6. CNO7_HUMAN  CCR4-NOT transcription complex subunit 7 (CCR4-associated factor 1)
          (CAF1) (BTG1 binding factor 1).

7. Q9PVQ0  Xbtg1 (Btg1-prov protein).

8. Q9S9P2  T24D18.2 protein (Putative BTG1 binding factor 1).

The 5 first sequences are clearly related to BTG1. These sequences are associated to the keyword "btg1 protein" and its names begin with "btg1". These 5 sequences are the sequences found in the list "name". The 3 last sequences are associated respectively to the keywords "BTG1 binding factor 1", "Btg1-prov protein" and "Putative BTG1 binding factor 1".

Example 3.4 : retrieve protein sequences associated to "BTG1 protein"

Enter BTG1 protein in the field, choose SwissProt as database, select the "exact match" box and press "Go".

You obtain 5 sequences in the list "keyword" , which are in fact the 5 sequences you obtained previously in example 2.3 in the list "name".

Enter BTG1 protein in the field, choose SwissProt as database, deselect the "exact match" box and press "Go".

Once again you obtain 5 sequences in the list "keyword". Example 3.5 : retrieve protein sequences associated to "BTG"

Enter BTG protein in the field, choose SwissProt as database, deselect the "exact match" box and press "Go".

You obtain 33 sequences.

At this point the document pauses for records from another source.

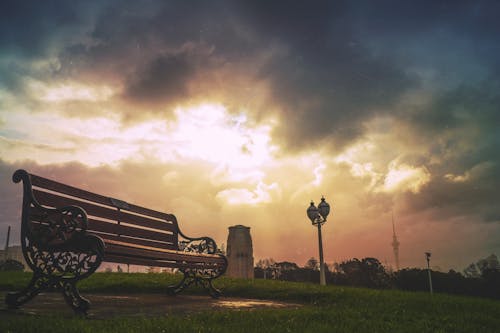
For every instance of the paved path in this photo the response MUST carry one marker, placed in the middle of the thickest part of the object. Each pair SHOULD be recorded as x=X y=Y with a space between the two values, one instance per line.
x=105 y=306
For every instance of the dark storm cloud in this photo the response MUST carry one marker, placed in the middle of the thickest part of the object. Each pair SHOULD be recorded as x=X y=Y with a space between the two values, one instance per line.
x=330 y=66
x=461 y=128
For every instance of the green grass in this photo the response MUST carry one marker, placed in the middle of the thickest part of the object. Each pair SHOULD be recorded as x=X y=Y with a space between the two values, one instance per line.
x=325 y=309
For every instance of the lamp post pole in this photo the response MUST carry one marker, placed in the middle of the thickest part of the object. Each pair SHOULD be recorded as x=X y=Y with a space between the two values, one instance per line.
x=428 y=257
x=318 y=218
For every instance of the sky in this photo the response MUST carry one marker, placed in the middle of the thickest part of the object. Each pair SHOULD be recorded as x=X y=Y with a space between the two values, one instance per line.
x=242 y=112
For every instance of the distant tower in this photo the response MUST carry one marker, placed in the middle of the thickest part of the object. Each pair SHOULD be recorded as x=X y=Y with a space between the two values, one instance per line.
x=239 y=252
x=395 y=244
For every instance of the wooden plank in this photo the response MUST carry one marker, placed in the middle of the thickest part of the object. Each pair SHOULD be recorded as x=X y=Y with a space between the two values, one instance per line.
x=149 y=262
x=135 y=241
x=53 y=200
x=117 y=248
x=94 y=197
x=140 y=236
x=115 y=228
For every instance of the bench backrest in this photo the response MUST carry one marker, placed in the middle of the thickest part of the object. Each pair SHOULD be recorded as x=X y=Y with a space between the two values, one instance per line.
x=109 y=218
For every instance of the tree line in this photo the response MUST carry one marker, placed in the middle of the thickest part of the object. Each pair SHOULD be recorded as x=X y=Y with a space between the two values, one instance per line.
x=479 y=279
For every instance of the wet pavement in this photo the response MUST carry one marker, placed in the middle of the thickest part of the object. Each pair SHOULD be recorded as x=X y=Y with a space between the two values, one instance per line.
x=105 y=306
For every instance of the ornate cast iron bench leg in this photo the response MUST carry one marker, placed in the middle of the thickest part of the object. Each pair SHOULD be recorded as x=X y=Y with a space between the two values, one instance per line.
x=15 y=299
x=73 y=298
x=202 y=276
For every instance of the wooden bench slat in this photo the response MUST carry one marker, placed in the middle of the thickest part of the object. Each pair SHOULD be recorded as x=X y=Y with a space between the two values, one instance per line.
x=53 y=200
x=146 y=262
x=124 y=230
x=86 y=195
x=144 y=252
x=134 y=241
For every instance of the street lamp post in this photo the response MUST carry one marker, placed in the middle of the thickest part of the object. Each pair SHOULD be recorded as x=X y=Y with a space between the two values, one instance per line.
x=428 y=257
x=318 y=218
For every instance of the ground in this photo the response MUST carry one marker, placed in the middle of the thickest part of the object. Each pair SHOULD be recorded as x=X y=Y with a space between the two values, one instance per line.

On the top of the page, there is links to the get access to the lists "name", "species" and "keyword". The "name" list contains 12 sequences, the "species" list contains 1 sequence and the "keyword" list contains 32 sequences.

The global merged list contains 33 sequences.

It seems obvious that as in the example 2.3 the 12 sequences of "name" exist in "keyword", and then there is 32 sequences + 1 sequence from "species" = 33 sequences in the total list.

The 12 sequences of "name" are associated to the keywords "BTG1 protein", "BTG2 protein", "BTG3 protein" and "BTG4 protein". Among the 32 sequences of "keyword" some are associated to "BTGa protein", "BTGb protein", "BTG-26", "LYSINE-N-OXYGENASE MBTG", etc. and are not closely related to the 12 sequences found in "name".

If you click on the "species" , you find the sequence


Q9F4D7  RepA1 protein.

If you check the sequence annotation you get :


ID   Q9F4D7      PRELIMINARY;      PRT;   278 AA.
AC   Q9F4D7;
DT   01-MAR-2001 (TrEMBLrel. 16, Created)
DT   01-MAR-2001 (TrEMBLrel. 16, Last sequence update)
DT   01-JUN-2003 (TrEMBLrel. 24, Last annotation update)
DE   RepA1 protein.
GN   Name=repA1;
OS   Buchnera aphidicola.
OG   Plasmid pleu-BTg.
OC   Bacteria; Proteobacteria; Gammaproteobacteria; Enterobacteriales;
OC   Enterobacteriaceae; Buchnera.
OX   NCBI_TaxID=9;
RN   [1]
RP   SEQUENCE FROM N.A.
RC   STRAIN=Tuberolachnus salignus;
RX   MEDLINE=20461460; PubMed=10984505; DOI=10.1073/pnas.180310197;
RA   Van Ham R.C.H.J., Gonzalez-Candelas F., Silva F.J., Sabater B.,
RA   Moya A., Latorre A.;
RT   "Post-symbiotic plasmid acquisition and evolution of the repA1-
RT   replicon in Buchnera aphidicola.";
RL   Proc. Natl. Acad. Sci. U.S.A. 97:10855-10860(2000).
RN   [2]
...
...

The OG field gives the organelle associated to the sequence which is :


Plasmid pleu-BTg.

It is clear that this sequence is not related to any BTG protein, it has been selected because of the organelle name.